A carrier executive said technology now on the market doesn't make it possible to identify the caller's altitude and that data point is difficult to use by first responders. Dispatchable address provides an address and an apartment number or a suite number or a floor number or whatever other specific address information is available, the official said. The industry believes it has moved beyond z-axis and has no confidence in its ability to deliver it.

Chairman Wheeler is to be commended for leading the effort to solve the … need for public safety to be able to locate people and give them quick response when they make a wireless call to E911,” said Harlin McEwen, chairman of the Communications & Technology Committee of the International Association of Chiefs of Police. “I look forward to working with the commission to make this a reality.”

Jamie Barnett, Venable lawyer and former chief of the FCC Wireless Bureau, said he's generally pleased with the details he's hearing of the proposal.
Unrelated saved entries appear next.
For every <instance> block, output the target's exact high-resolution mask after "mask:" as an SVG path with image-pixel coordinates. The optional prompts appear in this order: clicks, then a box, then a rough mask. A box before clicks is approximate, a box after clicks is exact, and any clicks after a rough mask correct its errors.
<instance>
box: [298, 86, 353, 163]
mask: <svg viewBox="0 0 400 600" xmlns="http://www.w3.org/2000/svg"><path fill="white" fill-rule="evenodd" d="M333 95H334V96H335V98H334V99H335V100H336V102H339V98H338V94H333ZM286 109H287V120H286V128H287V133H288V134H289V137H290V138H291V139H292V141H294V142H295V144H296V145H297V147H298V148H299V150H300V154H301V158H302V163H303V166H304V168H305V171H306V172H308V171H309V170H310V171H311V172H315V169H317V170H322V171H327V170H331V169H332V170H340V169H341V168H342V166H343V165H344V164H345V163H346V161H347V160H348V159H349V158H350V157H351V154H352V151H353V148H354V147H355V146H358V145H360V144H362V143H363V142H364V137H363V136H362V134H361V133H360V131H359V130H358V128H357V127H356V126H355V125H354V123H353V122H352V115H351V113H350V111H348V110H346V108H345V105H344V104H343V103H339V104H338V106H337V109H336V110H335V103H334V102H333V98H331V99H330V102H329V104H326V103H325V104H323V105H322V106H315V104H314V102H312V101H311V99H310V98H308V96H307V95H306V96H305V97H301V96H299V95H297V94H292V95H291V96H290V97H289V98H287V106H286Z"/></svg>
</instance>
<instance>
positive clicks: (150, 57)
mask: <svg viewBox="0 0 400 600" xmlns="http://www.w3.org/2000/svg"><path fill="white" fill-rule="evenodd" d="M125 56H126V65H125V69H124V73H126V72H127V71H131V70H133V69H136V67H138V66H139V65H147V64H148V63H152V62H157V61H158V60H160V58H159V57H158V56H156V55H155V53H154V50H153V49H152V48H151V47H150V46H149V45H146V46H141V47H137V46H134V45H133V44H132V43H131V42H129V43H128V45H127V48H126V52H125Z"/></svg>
Barnett represents the FindMe911 coalition, which has been at loggerheads with proponents of the road map. “We are very pleased that the commission is moving to adopt a final rule on this issue with such speed and concern for public safety,” he said. “The commissioners and staff have worked hard to fix the problem of indoor location accuracy, but this is a problem of the carriers' own making. So, the FCC should use this opportunity to fix it once and for all, so we don't spend years or decades longer struggling to locate indoor 911 callers using inaccurate, unverifiable location information.”